Lk. 2:40-41     As a child, Jesus grows in wisdom and in stature, close to God and popular with all those he meets. Every year, his parents follow the Jewish custom of going up to Jerusalem for a religious festival. They live too far away to visit Jerusalem three times a year, but always manage to get there for the Feast of Unleavened Bread (the ‘Passover Festival’) (see Exodus 23:14-17) and Jesus no doubt goes with them.

 

Lk. 2:42-43     As in Jesus’s day, Jewish boys are traditionally considered to become adults at the age of thirteen – when they become a ‘Bar Mitzvah’ (a son to whom the commandments apply). They become responsible for their own actions, and play a full role in Jewish religious ceremonies. They are usually invited to read publicly from the Jewish scriptures, having been taught Hebrew as a child at their local synagogue.

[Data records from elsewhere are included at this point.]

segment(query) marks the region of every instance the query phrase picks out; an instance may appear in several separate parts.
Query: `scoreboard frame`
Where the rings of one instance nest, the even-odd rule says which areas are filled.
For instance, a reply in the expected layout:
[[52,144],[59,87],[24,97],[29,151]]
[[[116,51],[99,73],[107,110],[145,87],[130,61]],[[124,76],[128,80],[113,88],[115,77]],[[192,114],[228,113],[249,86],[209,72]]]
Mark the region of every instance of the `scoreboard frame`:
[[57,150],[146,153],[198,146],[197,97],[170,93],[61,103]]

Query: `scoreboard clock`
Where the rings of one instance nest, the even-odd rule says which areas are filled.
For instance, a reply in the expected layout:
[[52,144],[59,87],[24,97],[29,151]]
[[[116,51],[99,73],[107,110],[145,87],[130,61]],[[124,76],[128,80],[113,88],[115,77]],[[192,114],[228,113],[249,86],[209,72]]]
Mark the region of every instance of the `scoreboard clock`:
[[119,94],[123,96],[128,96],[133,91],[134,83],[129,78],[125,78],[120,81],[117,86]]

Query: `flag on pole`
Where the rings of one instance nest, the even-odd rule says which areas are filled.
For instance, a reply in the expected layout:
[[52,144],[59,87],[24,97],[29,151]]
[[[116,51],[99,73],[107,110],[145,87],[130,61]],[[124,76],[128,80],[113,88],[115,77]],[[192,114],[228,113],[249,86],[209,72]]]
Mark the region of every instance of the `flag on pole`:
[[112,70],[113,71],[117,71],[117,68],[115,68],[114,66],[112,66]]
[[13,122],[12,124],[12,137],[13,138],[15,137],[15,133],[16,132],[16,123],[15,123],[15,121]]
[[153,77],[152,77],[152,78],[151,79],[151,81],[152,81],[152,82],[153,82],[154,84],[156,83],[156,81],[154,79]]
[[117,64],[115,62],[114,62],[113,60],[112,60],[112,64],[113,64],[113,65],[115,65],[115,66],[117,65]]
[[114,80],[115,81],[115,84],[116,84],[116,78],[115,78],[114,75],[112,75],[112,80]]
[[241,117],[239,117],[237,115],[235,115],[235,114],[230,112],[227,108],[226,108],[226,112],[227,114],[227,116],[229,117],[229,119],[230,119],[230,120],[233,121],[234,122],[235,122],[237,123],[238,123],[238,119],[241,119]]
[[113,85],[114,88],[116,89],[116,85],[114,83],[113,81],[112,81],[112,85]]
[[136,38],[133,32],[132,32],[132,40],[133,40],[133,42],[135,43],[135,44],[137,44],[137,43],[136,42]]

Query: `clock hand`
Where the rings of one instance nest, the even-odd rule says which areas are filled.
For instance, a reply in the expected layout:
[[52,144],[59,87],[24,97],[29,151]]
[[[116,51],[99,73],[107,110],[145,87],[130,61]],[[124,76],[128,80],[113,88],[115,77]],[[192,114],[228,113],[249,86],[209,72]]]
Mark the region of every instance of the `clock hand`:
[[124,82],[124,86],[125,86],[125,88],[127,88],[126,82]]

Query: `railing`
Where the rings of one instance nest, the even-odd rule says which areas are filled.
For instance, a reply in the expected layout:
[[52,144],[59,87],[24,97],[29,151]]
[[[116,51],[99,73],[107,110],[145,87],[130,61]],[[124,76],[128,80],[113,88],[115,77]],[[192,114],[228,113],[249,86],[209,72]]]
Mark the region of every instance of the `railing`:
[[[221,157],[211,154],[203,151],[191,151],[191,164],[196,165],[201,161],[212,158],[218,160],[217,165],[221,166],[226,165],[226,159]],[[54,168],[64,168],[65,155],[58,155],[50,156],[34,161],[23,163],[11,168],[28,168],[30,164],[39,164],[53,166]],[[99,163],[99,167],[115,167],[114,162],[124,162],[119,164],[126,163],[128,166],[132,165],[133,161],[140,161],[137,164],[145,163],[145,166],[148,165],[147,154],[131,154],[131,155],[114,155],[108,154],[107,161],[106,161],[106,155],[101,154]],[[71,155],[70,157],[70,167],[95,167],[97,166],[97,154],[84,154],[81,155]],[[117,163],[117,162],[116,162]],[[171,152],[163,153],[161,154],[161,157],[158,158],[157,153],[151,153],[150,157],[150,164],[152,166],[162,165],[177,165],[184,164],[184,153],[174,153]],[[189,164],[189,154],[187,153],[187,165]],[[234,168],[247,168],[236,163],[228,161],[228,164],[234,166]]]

Just before his thirteenth birthday, in c.7AD, Jesus goes up to Jerusalem, as usual, with his family for the Passover festival, and soon becomes totally engrossed in discussing the Jewish scriptures with the teachers in the Temple courts. It’s quite possible that Jesus celebrates his thirteenth birthday during the Passover festival (see the feature on Beit Sahur earlier in this section for a discussion on the date of Jesus's birthday). It’s quite normal for a Jewish boy like Jesus to be invited to read the scriptures in public on his thirteenth birthday, but the rabbis are amazed and fascinated by the maturity of Jesus’s questions and his understanding of the Jewish law.

 Colonnaded porticoes on the Temple Mount, Jerusalem

Colonnaded porticoes on the Temple Mount in Jerusalem (Luke 2:46)

 

Lk. 2:44-52     When it’s time to leave after the festival, Mary and Joseph travel a whole day before realising that Jesus isn’t with their relatives and friends from Nazareth. The women and children (who travel more slowly) set off before the men, and when the men catch up with them later in the day, Jesus’s absence is noticed. Jesus had travelled with Mary and the other children on previous occasions, but as he is fast approaching manhood, Mary probably assumes that he is travelling with Joseph and the other men.

Eventually, Mary and Joseph find Jesus in the courtyards of the Temple in Jerusalem, and are astonished when he says to them “Didn’t you know that I must be in my Father’s house?” (Luke 2:49) Jewish parents would have been surprised to hear that a lively teenager was so keen to spend time discussing his heavenly Father’s words with the teachers in the Temple.

The spot where Mary and Joseph discovered that Jesus was missing on the journey home is believed to be the town of Al-Bireh near Ramallah, a full day’s journey north of Jerusalem. The site is marked today by the Church of the Holy Family, a church built by the Crusaders in the 12th century.